Il senso di Attal per la scuola

Il vero motivo di fascino del nuovo primo ministro francese, ed ex ministro dell’istruzione, sta nella sua posizione sulla scuola.

Il fulcro dell’ideologia didattica di Gabriel Attal è che una scuola più esigente sia un vantaggio per i deboli.

Noi, saturi di frainteso don Milani, troviamo controintuitiva quest’affermazione: pensiamo infatti che a garantire maggiormente i deboli sia invece una scuola per nulla esigente, una scuola non selettiva ma inclusiva, una scuola che non ti bocci se non sai abbastanza ma ti promuova anche se non sai una cippa. Riteniamo che sia la strategia vincente perché appiana le differenze fra chi proviene da un ambiente privilegiato e colto, come Attal, e i deboli che hanno alle spalle contesti disagiati o degradati. Il guaio sta però nel lungo termine: il debole che entra ignorante nella scuola inclusiva ne esce altrettanto ignorante benché con un diploma inutile, che hanno tutti.

Nella realtà cui ambisce Attal, e che fa venire i mancamenti ai nostri soloni della didattica, il debole che entra ignorante in una scuola esigente può istruirsi per progredire ed emanciparsi dalla propria debolezza d’origine. Solo la scuola esigente può garantire al popolo l’opportunità di far parte dell’élite, anziché odiarla.
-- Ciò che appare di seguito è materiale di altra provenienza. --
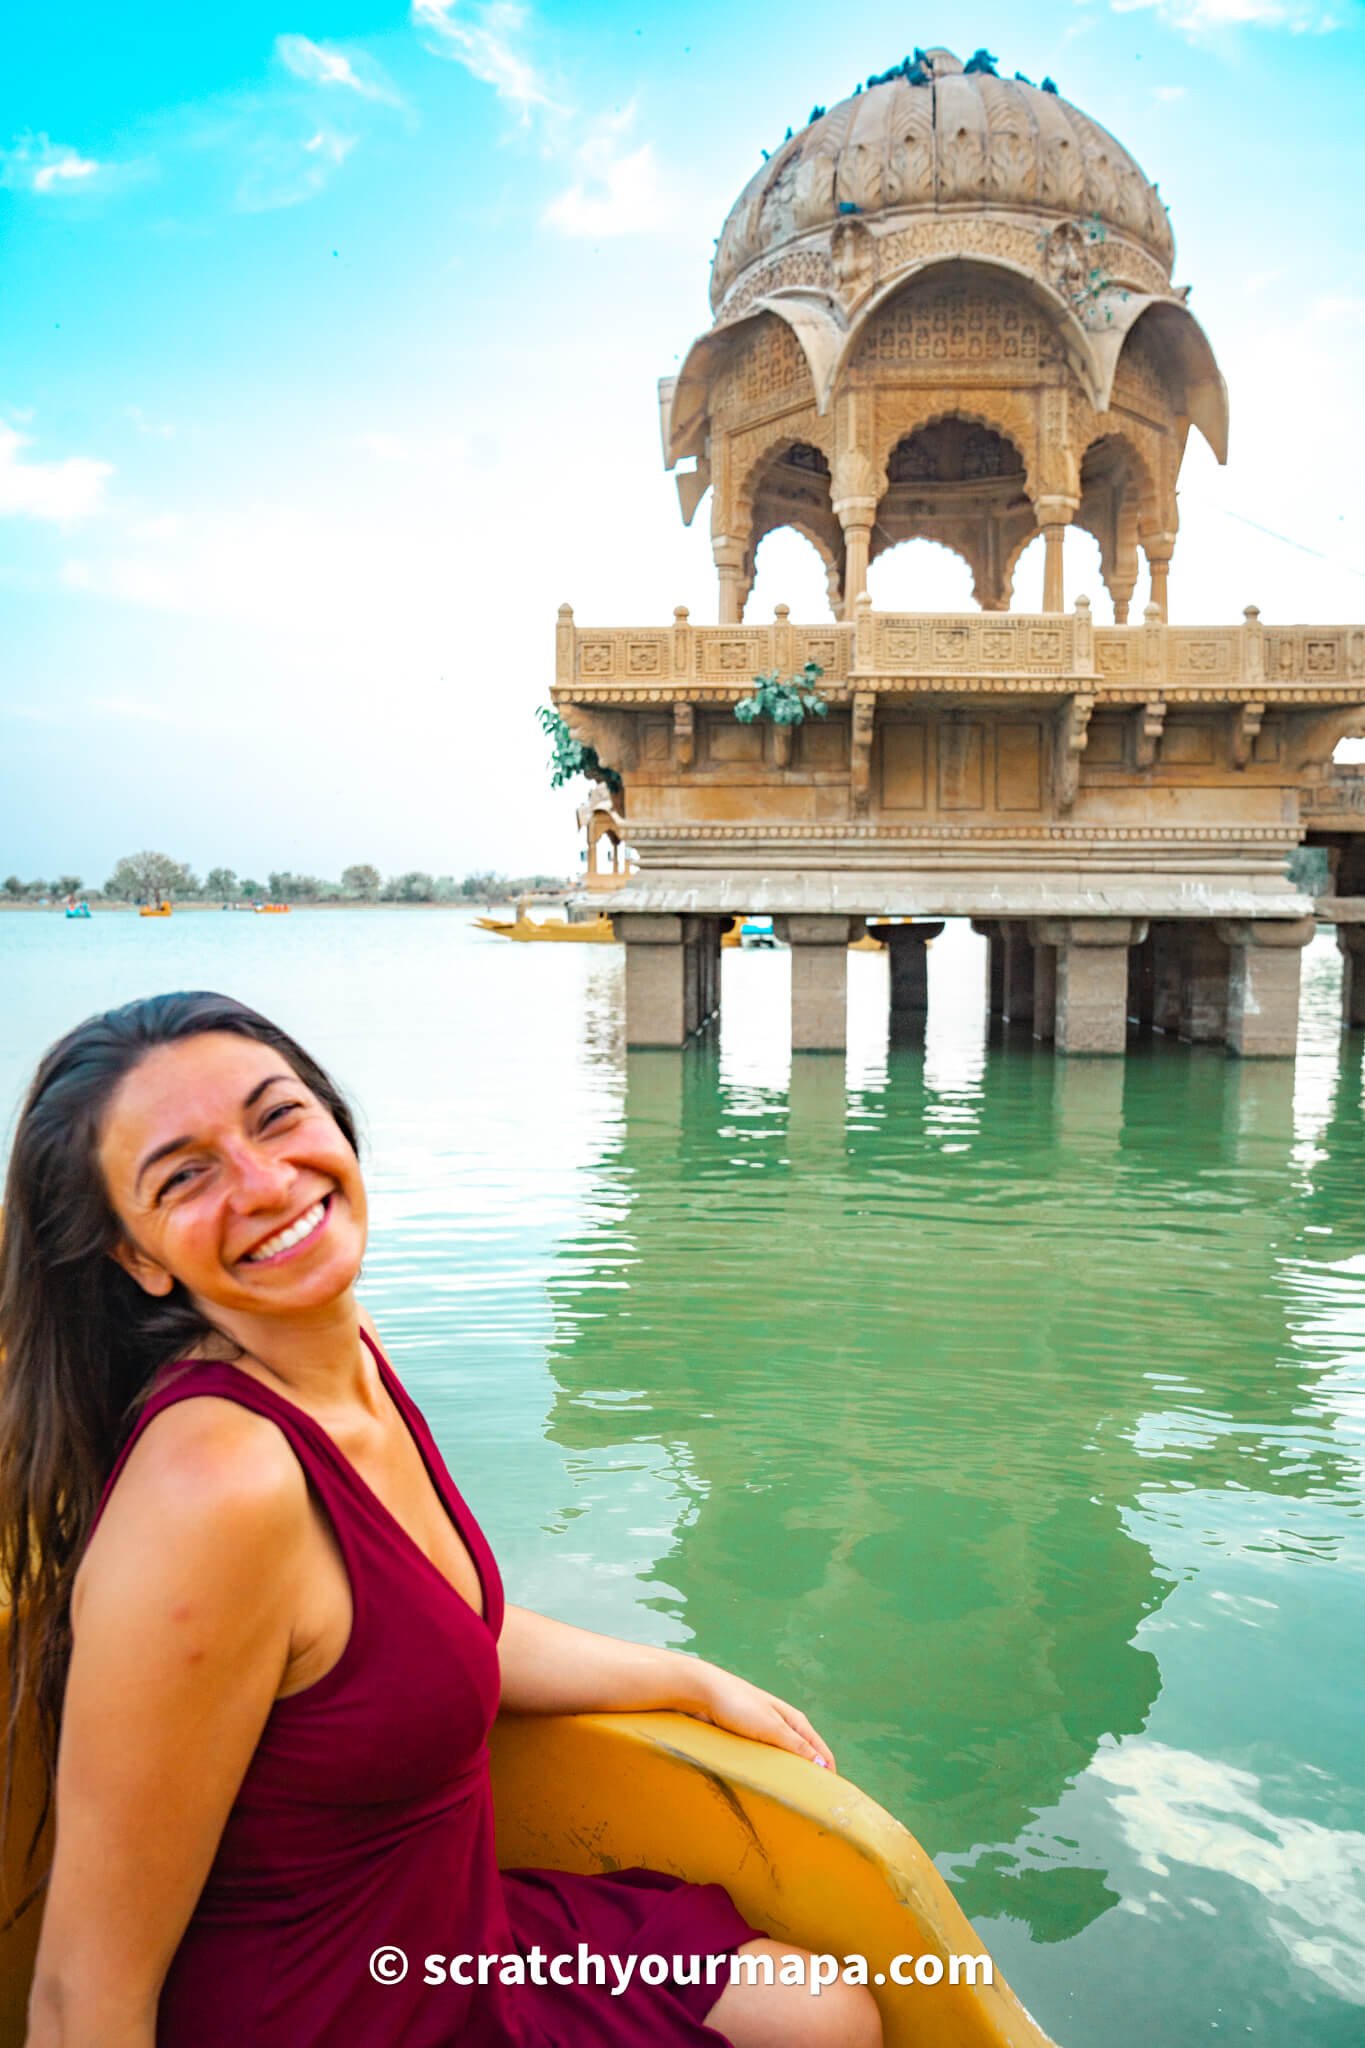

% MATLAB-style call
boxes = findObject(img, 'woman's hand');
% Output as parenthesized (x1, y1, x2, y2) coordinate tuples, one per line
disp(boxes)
(682, 1663, 837, 1771)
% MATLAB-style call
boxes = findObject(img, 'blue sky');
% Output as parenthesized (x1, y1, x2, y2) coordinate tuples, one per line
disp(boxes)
(3, 0, 1364, 885)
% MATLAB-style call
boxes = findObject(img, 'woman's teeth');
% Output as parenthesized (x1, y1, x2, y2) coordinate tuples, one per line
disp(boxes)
(244, 1199, 327, 1262)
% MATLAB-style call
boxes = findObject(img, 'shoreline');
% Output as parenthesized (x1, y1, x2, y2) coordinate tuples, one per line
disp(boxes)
(0, 899, 527, 914)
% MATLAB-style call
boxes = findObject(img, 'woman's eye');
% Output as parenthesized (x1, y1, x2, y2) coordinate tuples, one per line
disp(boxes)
(158, 1165, 200, 1200)
(262, 1100, 302, 1129)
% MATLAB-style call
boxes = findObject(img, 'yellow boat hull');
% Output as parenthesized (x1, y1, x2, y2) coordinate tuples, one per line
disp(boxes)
(0, 1701, 1055, 2047)
(491, 1712, 1056, 2048)
(474, 916, 616, 943)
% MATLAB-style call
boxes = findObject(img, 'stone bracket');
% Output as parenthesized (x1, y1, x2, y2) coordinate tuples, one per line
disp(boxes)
(1213, 917, 1315, 950)
(1230, 700, 1265, 770)
(1134, 697, 1166, 771)
(773, 722, 795, 769)
(850, 690, 875, 815)
(1054, 693, 1095, 813)
(673, 701, 695, 771)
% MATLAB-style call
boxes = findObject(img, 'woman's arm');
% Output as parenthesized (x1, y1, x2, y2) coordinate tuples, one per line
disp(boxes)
(496, 1605, 835, 1767)
(25, 1400, 308, 2048)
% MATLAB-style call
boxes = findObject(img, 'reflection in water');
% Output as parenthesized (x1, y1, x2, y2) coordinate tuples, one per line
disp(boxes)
(543, 934, 1365, 2048)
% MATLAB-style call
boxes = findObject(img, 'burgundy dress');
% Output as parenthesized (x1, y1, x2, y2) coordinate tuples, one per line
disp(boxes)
(87, 1332, 758, 2045)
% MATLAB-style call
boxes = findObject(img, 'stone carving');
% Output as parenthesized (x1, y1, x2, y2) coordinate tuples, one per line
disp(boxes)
(1043, 221, 1090, 302)
(1231, 700, 1265, 770)
(1055, 693, 1094, 812)
(857, 280, 1048, 370)
(830, 216, 876, 308)
(849, 691, 876, 814)
(672, 701, 695, 770)
(1134, 698, 1165, 770)
(717, 314, 815, 425)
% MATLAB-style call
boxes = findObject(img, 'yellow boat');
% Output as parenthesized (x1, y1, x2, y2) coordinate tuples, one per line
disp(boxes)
(138, 900, 172, 918)
(475, 898, 615, 943)
(254, 903, 291, 915)
(0, 1693, 1056, 2048)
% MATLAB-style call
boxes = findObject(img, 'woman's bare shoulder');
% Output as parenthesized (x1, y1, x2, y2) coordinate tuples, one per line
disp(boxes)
(79, 1392, 309, 1602)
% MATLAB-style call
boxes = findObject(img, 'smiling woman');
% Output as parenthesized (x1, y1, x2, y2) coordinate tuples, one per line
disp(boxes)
(0, 992, 880, 2048)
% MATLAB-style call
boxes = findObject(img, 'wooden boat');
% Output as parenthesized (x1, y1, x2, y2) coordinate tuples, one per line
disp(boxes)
(0, 1693, 1056, 2048)
(475, 898, 615, 943)
(138, 900, 172, 918)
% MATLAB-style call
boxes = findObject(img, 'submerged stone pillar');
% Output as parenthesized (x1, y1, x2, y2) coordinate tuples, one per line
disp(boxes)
(1150, 922, 1183, 1034)
(618, 914, 716, 1048)
(1030, 933, 1058, 1043)
(971, 919, 1006, 1015)
(776, 915, 858, 1051)
(1127, 931, 1156, 1028)
(1215, 918, 1315, 1057)
(882, 922, 944, 1038)
(1339, 923, 1365, 1028)
(1035, 919, 1147, 1055)
(1179, 924, 1232, 1044)
(1002, 925, 1036, 1025)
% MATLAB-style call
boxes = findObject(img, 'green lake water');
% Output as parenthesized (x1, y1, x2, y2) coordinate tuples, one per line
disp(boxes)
(1, 909, 1362, 2047)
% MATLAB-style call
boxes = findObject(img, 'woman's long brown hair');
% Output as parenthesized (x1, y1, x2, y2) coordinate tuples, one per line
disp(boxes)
(0, 991, 358, 1903)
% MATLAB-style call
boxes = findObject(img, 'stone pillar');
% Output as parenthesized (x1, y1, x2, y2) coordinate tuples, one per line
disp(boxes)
(1034, 919, 1147, 1055)
(775, 915, 857, 1051)
(1151, 922, 1183, 1034)
(1214, 919, 1315, 1057)
(617, 914, 689, 1047)
(1338, 923, 1365, 1029)
(971, 919, 1006, 1016)
(1179, 924, 1231, 1044)
(1127, 931, 1155, 1028)
(834, 497, 877, 614)
(1142, 533, 1176, 623)
(1030, 934, 1057, 1043)
(882, 922, 944, 1038)
(1002, 925, 1036, 1025)
(687, 916, 723, 1037)
(1035, 496, 1077, 615)
(713, 537, 747, 625)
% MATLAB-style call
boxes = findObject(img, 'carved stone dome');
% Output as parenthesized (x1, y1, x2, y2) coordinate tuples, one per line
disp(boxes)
(712, 48, 1174, 314)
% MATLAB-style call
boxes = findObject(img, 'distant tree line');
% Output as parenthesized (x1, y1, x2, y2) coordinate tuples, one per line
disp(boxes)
(2, 855, 568, 907)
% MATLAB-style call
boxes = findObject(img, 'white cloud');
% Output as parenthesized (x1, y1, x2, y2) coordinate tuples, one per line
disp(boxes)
(275, 34, 402, 106)
(0, 424, 112, 524)
(412, 0, 552, 117)
(237, 128, 355, 211)
(1, 135, 104, 193)
(1113, 0, 1340, 31)
(1155, 84, 1188, 99)
(545, 111, 668, 239)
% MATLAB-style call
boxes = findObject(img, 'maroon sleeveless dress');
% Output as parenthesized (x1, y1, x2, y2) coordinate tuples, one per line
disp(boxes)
(87, 1333, 758, 2045)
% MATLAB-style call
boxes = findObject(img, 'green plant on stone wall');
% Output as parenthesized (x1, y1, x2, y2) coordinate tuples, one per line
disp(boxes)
(536, 706, 623, 796)
(734, 663, 828, 727)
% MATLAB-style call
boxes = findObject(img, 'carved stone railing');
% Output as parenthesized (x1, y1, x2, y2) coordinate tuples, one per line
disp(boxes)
(1303, 764, 1365, 825)
(555, 599, 1365, 701)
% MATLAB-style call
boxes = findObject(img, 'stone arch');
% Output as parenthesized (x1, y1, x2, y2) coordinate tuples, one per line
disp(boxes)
(872, 393, 1041, 505)
(744, 522, 841, 621)
(833, 253, 1104, 409)
(867, 534, 979, 612)
(1076, 430, 1154, 623)
(666, 300, 832, 466)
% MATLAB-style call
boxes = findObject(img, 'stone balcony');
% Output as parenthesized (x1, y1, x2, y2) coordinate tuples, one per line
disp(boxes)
(556, 598, 1365, 700)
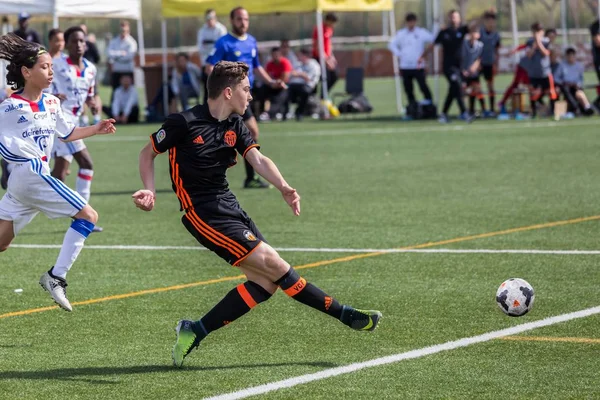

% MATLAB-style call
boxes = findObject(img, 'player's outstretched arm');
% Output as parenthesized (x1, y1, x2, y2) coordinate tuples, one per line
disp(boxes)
(245, 148, 300, 216)
(62, 119, 116, 142)
(132, 142, 159, 212)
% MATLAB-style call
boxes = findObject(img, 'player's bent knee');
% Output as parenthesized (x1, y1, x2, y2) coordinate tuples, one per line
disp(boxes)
(243, 243, 289, 279)
(76, 205, 98, 224)
(261, 248, 289, 276)
(78, 157, 93, 170)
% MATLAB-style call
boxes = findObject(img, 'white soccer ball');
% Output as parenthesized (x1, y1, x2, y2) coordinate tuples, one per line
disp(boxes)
(496, 278, 535, 317)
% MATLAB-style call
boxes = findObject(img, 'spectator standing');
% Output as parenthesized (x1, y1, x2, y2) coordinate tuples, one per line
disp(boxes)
(80, 24, 101, 64)
(13, 12, 40, 44)
(288, 48, 321, 120)
(312, 12, 338, 97)
(421, 10, 472, 123)
(524, 23, 556, 118)
(198, 9, 227, 103)
(171, 52, 202, 110)
(103, 75, 140, 123)
(388, 12, 434, 107)
(461, 23, 486, 116)
(479, 10, 500, 116)
(498, 43, 531, 116)
(261, 47, 292, 121)
(107, 20, 138, 96)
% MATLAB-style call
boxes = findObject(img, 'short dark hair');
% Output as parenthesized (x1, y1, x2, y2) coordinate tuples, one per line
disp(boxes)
(468, 21, 479, 33)
(405, 13, 417, 22)
(531, 22, 543, 32)
(565, 47, 576, 56)
(448, 9, 459, 17)
(271, 47, 280, 53)
(325, 13, 338, 22)
(207, 61, 249, 100)
(64, 26, 84, 43)
(230, 6, 245, 20)
(176, 52, 189, 60)
(545, 28, 557, 36)
(48, 28, 62, 41)
(299, 48, 311, 56)
(205, 9, 215, 16)
(483, 10, 496, 20)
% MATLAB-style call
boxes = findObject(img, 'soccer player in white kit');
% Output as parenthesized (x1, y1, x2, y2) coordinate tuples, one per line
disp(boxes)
(0, 33, 116, 311)
(50, 27, 102, 231)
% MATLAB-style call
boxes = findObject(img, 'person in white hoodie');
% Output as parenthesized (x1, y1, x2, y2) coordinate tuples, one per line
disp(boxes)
(388, 13, 434, 107)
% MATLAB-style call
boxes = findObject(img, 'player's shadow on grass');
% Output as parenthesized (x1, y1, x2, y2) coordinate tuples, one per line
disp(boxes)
(0, 361, 338, 385)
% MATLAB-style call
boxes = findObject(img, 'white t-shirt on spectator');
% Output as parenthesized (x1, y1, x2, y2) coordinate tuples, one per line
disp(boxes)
(111, 86, 138, 117)
(289, 58, 321, 90)
(197, 23, 228, 64)
(388, 27, 434, 70)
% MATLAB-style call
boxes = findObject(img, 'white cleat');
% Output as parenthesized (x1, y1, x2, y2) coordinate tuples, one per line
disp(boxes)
(39, 271, 73, 312)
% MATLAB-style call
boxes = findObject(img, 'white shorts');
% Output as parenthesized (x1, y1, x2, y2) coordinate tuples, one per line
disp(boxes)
(52, 139, 87, 162)
(0, 159, 86, 235)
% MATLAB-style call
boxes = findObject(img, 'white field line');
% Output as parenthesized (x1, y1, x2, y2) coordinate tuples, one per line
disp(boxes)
(87, 119, 600, 142)
(9, 244, 600, 255)
(203, 305, 600, 400)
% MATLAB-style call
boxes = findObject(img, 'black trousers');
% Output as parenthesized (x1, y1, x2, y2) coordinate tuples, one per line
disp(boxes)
(401, 69, 433, 105)
(263, 86, 289, 116)
(288, 83, 313, 116)
(314, 57, 338, 98)
(442, 67, 466, 115)
(102, 105, 139, 123)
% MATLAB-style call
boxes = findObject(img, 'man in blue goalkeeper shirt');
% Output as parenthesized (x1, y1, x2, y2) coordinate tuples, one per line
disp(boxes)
(205, 6, 286, 189)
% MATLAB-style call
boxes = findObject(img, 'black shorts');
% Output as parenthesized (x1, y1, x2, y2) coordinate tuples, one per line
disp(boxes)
(481, 65, 495, 81)
(530, 77, 551, 90)
(181, 194, 265, 266)
(465, 75, 480, 85)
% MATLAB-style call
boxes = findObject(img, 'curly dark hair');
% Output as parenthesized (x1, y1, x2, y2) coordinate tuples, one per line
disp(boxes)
(0, 33, 47, 90)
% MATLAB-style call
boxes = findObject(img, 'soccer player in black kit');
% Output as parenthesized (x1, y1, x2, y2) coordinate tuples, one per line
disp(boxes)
(132, 61, 382, 367)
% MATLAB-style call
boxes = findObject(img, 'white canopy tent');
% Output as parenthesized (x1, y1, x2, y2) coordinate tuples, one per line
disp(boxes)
(0, 0, 146, 88)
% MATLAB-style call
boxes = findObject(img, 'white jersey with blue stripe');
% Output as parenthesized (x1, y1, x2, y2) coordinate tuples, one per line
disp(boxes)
(0, 93, 75, 163)
(52, 56, 96, 122)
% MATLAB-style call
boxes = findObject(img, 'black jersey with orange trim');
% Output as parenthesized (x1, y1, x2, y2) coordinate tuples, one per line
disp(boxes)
(150, 104, 259, 208)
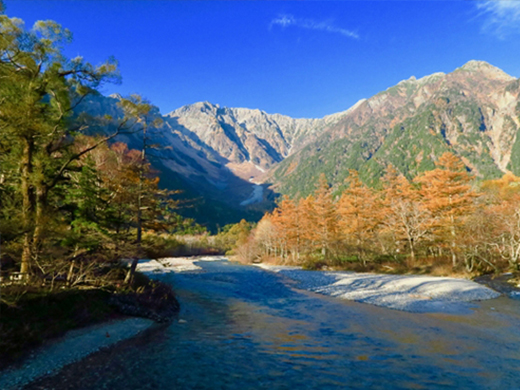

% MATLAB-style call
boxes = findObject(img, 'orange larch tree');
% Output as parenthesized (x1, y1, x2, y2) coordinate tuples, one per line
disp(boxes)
(253, 213, 278, 260)
(269, 207, 286, 261)
(382, 166, 431, 263)
(298, 194, 318, 257)
(481, 173, 520, 269)
(414, 152, 478, 267)
(337, 170, 382, 263)
(277, 195, 304, 264)
(312, 174, 340, 261)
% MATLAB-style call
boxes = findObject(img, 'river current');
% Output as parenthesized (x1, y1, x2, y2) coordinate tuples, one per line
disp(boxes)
(25, 259, 520, 389)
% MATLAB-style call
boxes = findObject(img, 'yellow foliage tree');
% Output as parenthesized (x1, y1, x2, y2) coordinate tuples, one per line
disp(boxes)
(269, 196, 305, 263)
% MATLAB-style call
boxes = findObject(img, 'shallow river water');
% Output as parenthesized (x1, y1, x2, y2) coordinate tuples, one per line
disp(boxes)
(25, 259, 520, 389)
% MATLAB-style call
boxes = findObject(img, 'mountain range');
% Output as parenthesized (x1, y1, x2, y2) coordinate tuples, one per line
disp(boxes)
(80, 60, 520, 229)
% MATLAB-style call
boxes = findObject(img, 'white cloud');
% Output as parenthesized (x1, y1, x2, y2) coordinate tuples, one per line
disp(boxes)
(270, 14, 359, 40)
(477, 0, 520, 38)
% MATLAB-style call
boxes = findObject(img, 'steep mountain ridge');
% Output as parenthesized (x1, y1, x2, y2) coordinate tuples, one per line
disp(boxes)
(77, 60, 520, 226)
(269, 60, 520, 197)
(165, 101, 350, 172)
(75, 94, 352, 228)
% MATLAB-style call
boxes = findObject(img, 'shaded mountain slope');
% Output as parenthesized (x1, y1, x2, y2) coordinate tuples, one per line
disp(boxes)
(74, 95, 348, 229)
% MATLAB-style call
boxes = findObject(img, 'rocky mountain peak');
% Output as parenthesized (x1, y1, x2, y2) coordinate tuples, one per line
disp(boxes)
(108, 93, 123, 100)
(83, 60, 520, 225)
(169, 101, 219, 117)
(458, 60, 514, 81)
(416, 72, 445, 85)
(268, 61, 520, 197)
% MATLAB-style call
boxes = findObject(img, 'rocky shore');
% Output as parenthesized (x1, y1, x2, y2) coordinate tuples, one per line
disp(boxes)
(109, 283, 180, 323)
(257, 264, 502, 313)
(0, 318, 155, 390)
(0, 267, 180, 389)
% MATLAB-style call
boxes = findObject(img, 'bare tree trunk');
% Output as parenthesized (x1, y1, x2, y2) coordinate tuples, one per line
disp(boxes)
(408, 238, 415, 264)
(32, 186, 48, 265)
(137, 183, 142, 244)
(129, 127, 148, 286)
(451, 221, 457, 267)
(449, 198, 458, 267)
(136, 127, 147, 245)
(21, 234, 32, 276)
(20, 137, 35, 278)
(124, 257, 139, 285)
(66, 259, 76, 287)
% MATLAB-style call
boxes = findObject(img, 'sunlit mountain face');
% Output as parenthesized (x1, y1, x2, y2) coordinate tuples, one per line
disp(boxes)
(80, 61, 519, 227)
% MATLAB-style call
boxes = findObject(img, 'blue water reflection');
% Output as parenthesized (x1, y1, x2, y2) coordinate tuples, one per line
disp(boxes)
(24, 259, 520, 389)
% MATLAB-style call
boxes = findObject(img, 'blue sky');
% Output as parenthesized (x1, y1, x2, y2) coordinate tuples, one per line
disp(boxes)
(5, 1, 520, 118)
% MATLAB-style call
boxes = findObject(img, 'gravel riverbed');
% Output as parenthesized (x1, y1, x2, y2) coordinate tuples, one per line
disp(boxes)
(0, 318, 154, 390)
(256, 264, 501, 313)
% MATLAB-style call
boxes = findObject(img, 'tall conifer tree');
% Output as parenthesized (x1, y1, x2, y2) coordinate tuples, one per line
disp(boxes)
(414, 152, 477, 266)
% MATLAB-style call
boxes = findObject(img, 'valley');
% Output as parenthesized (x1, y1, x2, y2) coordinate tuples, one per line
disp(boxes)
(77, 61, 520, 229)
(2, 4, 520, 389)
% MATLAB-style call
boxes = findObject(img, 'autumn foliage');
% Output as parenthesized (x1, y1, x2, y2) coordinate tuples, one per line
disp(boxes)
(239, 153, 519, 274)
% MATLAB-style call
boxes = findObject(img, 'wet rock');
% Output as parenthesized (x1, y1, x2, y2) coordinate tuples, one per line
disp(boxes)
(474, 273, 520, 298)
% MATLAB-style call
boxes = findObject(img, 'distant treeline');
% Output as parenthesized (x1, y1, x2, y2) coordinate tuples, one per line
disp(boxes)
(236, 152, 520, 275)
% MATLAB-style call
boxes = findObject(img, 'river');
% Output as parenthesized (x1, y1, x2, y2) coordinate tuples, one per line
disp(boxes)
(24, 259, 520, 389)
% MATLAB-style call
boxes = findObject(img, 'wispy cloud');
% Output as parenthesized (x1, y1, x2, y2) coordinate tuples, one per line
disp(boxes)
(476, 0, 520, 38)
(270, 14, 359, 40)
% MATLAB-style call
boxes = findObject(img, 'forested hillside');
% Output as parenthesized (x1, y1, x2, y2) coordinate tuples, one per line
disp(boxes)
(2, 12, 520, 280)
(269, 61, 520, 197)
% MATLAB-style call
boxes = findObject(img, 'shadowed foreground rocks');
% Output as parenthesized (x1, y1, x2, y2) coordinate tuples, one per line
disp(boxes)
(0, 277, 179, 368)
(110, 281, 180, 323)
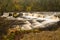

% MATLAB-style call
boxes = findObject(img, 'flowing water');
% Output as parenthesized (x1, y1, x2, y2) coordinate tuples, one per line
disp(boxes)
(0, 12, 60, 30)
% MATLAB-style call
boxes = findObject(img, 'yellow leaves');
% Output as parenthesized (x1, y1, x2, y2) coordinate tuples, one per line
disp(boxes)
(15, 4, 20, 9)
(15, 4, 23, 11)
(26, 6, 32, 12)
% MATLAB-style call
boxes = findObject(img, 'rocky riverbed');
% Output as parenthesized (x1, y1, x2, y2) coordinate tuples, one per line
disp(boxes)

(frasco) Nella vita si dovrebbe tentare di “far la cosa giusta” in qualsiasi occasione. Prendiamo il mestiere di insegnante. E’ evidente a tutti, anche a chi non sa chi sia don Milani, come a chi lo ha studiato, che in una classe qualsiasi non puoi mettere a tutti 8 o 9. In ogni classe la valutazione sommativa di un docente dovrebbe assomigliare alla curva a campana di Gauss, con i bravissimi, i peggiori e una grande fascia media. Se invece la distribuzione normale vede tutti gli allievi superare la sufficienza c’è solo da capire il docente e la sua psicologia. La mia ipotesi posso spiegarla così: pur davanti ad un insegnante che sia un pozzo di scienza (e statisticamente non possono esserli tutti) l’attribuzione all’intera classe di voti alti è un suo candido ingenuo tentativo di farsi voler bene da tutti gli studenti. Chi è costretto a mettere i voti e usa coscientemente la scala decimale dal 6 in poi, cioè espungendo i 5 voti più bassi, non sta facendo un’operazione matematica ma sentimentale. Nello stesso tempo non sta facendo la cosa giusta, perchè la giustizia è rappresentata dalla bilancia e una bilancia senza un piatto è un’altra cosa.